Since 2011, Patil and his colleagues have been tracking snow geese and black brants, another goose species, in the salt marshes in Alaska’s Colville River Delta. At a conference in 2019, Patil presented his findings: since 2011, the site’s snow goose population has soared, growing an average of 35 percent each year. Over the same time, global warming means spring snowmelt is coming roughly 17 days earlier. The snow geese produced more goslings in years with earlier thaws.
“The species, at least in the short term, seems to be benefiting from one of the results of a warming trend,” Patil says.
The team’s analyses, however, suggest that the population boom can’t be explained entirely by a sudden explosion of fluffy yellow goslings. Some adult geese must be migrating into the area to account for the observed increases, Patil says, perhaps from other breeding sites in the Arctic that they’ve overgrazed.
Increased migration and growing numbers of goslings could both be consequences of climate change, says Bart Nolet, an ecologist at the Netherlands Institute of Ecology who wasn’t involved in the research. “Springs are starting earlier in the Arctic, possibly driving immigration from more southerly breeding areas,” he says. “It is therefore difficult to disentangle the factors driving the population development, but at least we can see their cumulative effects.” Long-term studies like this one are vital for determining those effects, he adds.
Snow geese might be more able to take advantage of earlier snowmelt than other birds. Even if they arrive at the breeding site before new greenery has sprouted, their serrated beaks allow them to pull up buried roots and plant parts. And if they still can’t get enough food, they can use their energy reserves to lay their eggs.
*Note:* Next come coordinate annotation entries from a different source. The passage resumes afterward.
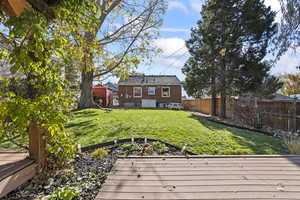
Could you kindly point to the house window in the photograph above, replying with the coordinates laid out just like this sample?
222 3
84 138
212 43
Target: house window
137 92
151 90
165 92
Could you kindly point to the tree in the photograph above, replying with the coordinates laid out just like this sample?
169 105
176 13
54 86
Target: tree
34 100
114 39
291 84
289 29
228 47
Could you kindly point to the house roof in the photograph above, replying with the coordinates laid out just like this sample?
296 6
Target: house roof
150 80
111 86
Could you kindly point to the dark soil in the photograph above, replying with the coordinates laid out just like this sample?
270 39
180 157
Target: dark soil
86 172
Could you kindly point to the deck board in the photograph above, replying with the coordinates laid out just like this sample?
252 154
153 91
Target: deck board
236 177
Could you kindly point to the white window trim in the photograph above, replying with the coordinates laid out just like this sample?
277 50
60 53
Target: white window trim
154 91
162 92
134 94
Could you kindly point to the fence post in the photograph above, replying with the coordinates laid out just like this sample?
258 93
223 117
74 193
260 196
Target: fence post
294 115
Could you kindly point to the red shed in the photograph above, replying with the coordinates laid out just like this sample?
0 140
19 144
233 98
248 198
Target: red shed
102 95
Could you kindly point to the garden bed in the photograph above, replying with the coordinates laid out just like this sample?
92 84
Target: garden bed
82 178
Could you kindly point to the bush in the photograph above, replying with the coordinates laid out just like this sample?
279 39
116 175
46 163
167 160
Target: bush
148 148
294 145
66 193
160 147
133 147
100 153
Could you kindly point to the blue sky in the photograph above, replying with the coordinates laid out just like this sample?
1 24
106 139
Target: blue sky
180 17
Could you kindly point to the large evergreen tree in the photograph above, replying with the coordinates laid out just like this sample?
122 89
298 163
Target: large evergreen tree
228 47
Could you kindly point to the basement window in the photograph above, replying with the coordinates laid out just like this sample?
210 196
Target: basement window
165 92
137 92
151 90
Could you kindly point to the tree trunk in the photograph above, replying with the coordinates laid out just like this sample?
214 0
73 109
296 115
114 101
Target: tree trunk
213 97
223 92
37 144
223 105
86 96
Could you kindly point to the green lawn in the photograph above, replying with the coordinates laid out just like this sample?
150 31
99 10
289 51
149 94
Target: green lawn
93 126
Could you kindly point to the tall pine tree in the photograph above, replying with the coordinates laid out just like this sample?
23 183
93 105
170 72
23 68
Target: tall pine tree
228 47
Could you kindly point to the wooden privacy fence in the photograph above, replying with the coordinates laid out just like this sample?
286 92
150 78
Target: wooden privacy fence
276 114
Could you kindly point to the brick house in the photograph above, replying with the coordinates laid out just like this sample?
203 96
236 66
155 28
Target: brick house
149 91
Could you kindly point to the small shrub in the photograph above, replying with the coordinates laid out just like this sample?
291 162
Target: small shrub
100 153
160 147
148 148
294 145
133 147
66 193
236 152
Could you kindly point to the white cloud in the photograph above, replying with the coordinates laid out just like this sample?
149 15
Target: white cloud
196 5
170 62
275 6
287 63
175 30
173 52
171 47
177 5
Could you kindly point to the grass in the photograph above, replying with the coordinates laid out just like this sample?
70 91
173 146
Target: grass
294 145
93 126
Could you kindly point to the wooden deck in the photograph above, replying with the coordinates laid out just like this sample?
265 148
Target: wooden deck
206 177
15 169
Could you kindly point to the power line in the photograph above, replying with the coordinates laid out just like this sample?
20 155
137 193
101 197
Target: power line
172 54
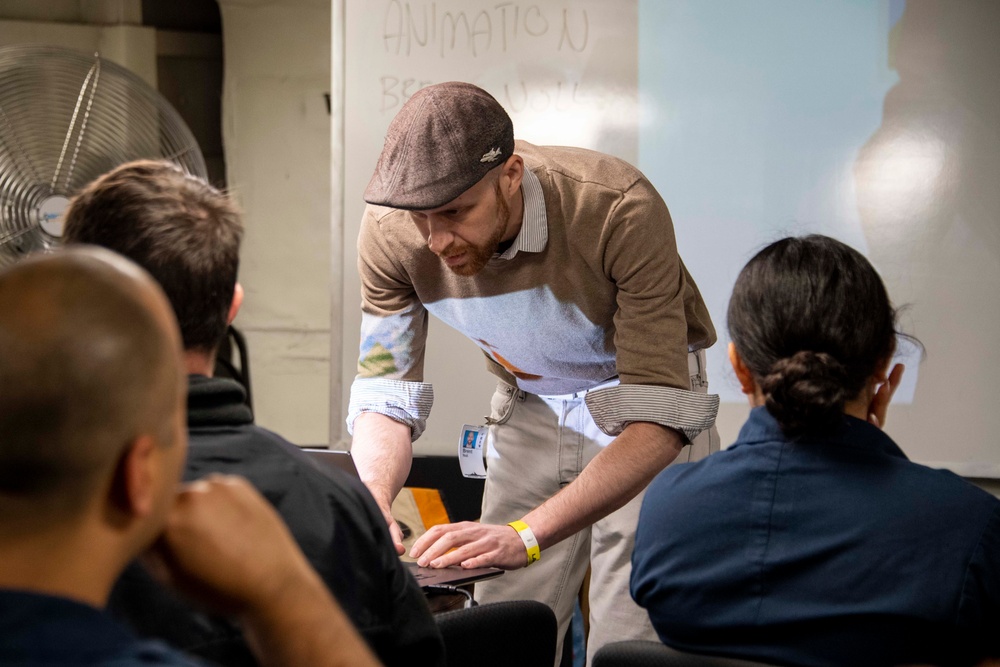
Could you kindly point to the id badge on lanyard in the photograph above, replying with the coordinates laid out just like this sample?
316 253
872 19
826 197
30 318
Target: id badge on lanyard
471 446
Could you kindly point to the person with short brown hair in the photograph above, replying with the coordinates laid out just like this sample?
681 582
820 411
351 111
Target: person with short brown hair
187 234
92 415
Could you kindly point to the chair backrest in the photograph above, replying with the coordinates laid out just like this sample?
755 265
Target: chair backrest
500 634
636 653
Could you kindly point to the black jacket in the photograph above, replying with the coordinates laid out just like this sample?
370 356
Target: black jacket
332 516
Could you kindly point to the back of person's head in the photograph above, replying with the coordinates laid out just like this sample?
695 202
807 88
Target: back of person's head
811 320
89 360
179 228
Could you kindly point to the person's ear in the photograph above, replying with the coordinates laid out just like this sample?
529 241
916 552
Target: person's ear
747 384
133 487
511 176
234 307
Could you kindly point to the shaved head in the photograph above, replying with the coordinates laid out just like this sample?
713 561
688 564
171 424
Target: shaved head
90 359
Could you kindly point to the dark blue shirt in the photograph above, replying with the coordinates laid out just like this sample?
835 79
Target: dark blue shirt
40 629
831 550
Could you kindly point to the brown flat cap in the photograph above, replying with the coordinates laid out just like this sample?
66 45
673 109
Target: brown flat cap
441 143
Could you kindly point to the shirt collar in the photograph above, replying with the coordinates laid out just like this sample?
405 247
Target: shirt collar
534 232
761 427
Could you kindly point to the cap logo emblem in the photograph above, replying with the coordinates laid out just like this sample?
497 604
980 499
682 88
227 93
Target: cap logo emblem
491 155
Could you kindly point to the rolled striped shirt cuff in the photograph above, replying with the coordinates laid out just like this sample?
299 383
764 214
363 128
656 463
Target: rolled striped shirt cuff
689 412
404 401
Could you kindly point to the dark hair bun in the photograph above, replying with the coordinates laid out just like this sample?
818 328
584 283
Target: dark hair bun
806 392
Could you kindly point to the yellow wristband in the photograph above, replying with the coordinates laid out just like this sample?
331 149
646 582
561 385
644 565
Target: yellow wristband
528 537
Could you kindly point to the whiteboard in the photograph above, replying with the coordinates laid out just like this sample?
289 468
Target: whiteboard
871 121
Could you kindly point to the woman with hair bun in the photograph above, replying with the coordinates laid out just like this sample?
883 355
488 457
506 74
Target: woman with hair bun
812 540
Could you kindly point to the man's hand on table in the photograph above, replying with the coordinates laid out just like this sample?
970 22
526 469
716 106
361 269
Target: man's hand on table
470 545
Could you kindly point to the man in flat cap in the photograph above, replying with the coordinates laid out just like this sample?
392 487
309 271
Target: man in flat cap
561 264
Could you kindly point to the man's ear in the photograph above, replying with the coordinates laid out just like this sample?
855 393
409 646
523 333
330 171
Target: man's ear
133 487
510 177
234 307
747 384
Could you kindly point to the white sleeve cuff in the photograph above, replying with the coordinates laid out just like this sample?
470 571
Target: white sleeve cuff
616 407
404 401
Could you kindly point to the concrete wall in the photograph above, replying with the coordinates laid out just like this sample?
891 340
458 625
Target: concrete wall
276 132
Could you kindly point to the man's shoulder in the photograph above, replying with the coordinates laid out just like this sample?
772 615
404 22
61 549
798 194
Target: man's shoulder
562 164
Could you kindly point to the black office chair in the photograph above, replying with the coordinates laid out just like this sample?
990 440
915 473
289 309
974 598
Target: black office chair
500 634
637 653
235 345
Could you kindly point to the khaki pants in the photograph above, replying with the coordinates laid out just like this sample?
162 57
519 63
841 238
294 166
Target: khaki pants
540 445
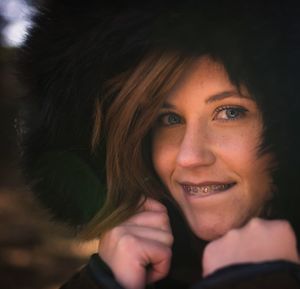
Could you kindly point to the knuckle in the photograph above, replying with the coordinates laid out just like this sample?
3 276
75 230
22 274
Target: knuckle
254 222
167 253
127 242
164 219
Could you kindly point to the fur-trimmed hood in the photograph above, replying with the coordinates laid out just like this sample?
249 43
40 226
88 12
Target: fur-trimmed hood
74 47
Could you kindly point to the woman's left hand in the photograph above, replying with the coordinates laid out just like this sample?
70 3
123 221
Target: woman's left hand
258 241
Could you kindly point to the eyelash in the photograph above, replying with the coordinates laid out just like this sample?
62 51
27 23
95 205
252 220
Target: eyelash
241 110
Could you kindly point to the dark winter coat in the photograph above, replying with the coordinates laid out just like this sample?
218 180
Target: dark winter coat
75 46
186 269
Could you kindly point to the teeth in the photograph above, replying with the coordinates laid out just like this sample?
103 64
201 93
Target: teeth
194 190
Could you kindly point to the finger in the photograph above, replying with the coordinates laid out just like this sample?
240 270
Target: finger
151 219
158 257
156 235
152 205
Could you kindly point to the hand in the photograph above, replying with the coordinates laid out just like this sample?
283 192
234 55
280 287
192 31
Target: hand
139 250
257 241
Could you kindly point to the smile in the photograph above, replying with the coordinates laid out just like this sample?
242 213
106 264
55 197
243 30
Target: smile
206 189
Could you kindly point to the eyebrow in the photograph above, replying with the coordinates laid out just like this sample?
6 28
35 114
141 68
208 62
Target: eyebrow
214 97
225 94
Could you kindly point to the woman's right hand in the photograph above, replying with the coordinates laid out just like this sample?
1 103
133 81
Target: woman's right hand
139 250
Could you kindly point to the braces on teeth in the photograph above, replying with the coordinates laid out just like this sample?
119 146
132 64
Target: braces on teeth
205 189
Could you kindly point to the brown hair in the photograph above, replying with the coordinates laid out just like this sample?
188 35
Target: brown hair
123 120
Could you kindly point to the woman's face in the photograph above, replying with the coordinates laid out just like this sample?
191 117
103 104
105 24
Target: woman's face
204 150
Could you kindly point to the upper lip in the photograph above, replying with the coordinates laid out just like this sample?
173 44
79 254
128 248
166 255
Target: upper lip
206 183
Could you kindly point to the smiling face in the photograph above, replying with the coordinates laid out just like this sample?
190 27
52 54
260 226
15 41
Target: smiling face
204 149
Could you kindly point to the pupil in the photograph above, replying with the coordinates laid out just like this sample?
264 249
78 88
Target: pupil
232 113
173 119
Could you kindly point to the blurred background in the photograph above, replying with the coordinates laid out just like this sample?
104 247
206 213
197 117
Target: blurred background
34 253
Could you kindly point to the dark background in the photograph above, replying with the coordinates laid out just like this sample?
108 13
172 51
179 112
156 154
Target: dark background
34 252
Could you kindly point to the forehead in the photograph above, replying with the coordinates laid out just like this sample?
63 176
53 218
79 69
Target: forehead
206 78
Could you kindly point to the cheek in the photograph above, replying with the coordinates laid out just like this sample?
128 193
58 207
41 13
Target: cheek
164 152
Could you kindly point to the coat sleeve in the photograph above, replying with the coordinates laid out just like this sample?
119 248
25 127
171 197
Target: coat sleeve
267 275
95 275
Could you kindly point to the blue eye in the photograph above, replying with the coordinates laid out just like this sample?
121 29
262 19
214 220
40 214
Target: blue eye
169 119
230 112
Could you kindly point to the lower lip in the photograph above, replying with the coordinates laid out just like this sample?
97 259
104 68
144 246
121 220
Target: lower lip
188 190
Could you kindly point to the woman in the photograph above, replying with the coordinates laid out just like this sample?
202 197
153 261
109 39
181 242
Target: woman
186 103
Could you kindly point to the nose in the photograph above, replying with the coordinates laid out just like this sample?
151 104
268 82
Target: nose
196 148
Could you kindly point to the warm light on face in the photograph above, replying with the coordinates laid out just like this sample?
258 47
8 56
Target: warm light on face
205 151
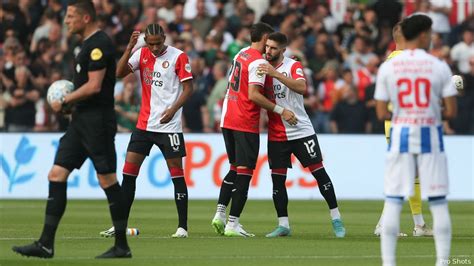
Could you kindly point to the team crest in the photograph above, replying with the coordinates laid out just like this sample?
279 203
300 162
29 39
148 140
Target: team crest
96 54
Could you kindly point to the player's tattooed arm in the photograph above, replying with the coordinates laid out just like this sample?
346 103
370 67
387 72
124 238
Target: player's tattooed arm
168 114
296 85
123 69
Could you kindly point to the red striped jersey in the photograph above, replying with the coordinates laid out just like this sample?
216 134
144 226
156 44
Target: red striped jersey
160 78
279 93
238 111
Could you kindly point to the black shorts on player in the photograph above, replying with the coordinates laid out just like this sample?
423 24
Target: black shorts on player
242 147
306 150
172 145
90 135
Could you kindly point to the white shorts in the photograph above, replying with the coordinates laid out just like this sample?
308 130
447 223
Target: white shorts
401 169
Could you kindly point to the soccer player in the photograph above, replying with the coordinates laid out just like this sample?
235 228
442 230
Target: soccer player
90 134
166 81
285 85
420 229
416 83
240 128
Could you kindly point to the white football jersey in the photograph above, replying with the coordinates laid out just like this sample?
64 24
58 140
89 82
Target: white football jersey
415 82
160 78
279 93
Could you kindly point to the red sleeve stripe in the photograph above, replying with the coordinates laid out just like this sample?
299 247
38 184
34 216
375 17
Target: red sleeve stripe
131 67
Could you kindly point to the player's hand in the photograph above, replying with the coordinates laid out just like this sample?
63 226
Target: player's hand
167 115
289 117
267 69
57 106
133 39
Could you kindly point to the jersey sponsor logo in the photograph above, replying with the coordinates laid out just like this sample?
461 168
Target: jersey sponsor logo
96 54
151 77
299 71
278 91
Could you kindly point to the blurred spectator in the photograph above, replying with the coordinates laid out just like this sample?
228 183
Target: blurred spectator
349 115
127 106
195 112
462 51
366 76
360 54
202 22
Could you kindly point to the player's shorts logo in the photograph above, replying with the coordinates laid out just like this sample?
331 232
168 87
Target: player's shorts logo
96 54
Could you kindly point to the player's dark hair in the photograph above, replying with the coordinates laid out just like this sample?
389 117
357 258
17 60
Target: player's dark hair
279 38
84 6
154 29
414 25
258 30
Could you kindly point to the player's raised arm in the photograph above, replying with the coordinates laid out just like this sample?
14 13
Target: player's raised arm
296 83
123 66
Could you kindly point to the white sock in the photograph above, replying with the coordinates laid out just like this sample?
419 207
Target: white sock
283 221
335 214
233 222
441 230
418 219
390 230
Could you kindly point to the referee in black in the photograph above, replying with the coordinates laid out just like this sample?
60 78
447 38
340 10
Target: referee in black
90 134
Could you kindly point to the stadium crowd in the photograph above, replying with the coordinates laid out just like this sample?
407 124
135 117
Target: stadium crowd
341 56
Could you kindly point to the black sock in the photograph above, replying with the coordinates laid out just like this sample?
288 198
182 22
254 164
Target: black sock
225 193
325 187
181 199
55 208
239 196
117 211
280 196
128 189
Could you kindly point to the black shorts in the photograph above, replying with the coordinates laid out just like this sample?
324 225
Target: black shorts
242 147
171 144
305 149
91 134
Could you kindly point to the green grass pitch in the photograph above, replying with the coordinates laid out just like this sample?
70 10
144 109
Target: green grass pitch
312 241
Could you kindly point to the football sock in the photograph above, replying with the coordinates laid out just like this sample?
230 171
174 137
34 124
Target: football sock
441 229
335 214
280 195
55 207
180 196
390 229
239 195
225 193
117 211
324 184
130 173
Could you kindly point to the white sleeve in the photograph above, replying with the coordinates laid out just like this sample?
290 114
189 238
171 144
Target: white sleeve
254 77
381 86
448 88
134 60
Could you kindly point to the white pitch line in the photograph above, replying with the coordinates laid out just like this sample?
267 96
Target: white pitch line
289 257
While snow geese have been arriving at the Colville River Delta sooner and sooner, Patil says black brants seem to have a more cautious approach. Black brants aren’t as flexible in their breeding. If they arrive too soon in the Arctic and find snow on the ground, they might have to delay reproducing, which could make it hard for their goslings to compete with other birds when they finally hatch. Though their population also increased during the study period, it did so more slowly—by about 10 percent per year. And fewer black brant goslings survived in years with earlier snowmelt, suggesting that warmer springs aren’t entirely good for them.
Although snow geese at this site don’t seem to be experiencing any such trade-offs, that could change, Patil says. The Arctic is warming faster than the rest of the planet, so it can be hard for birds to time their migrations correctly. Snow geese may eventually start arriving so soon that their goslings can’t find enough food.
Researchers are also concerned that snow geese may overgraze their lush Arctic habitat and that their population growth may hurt other bird species that share their turf. The story of how climate change transforms an ecosystem will never be straightforward, Patil says. “There’s always going to be winners and losers.”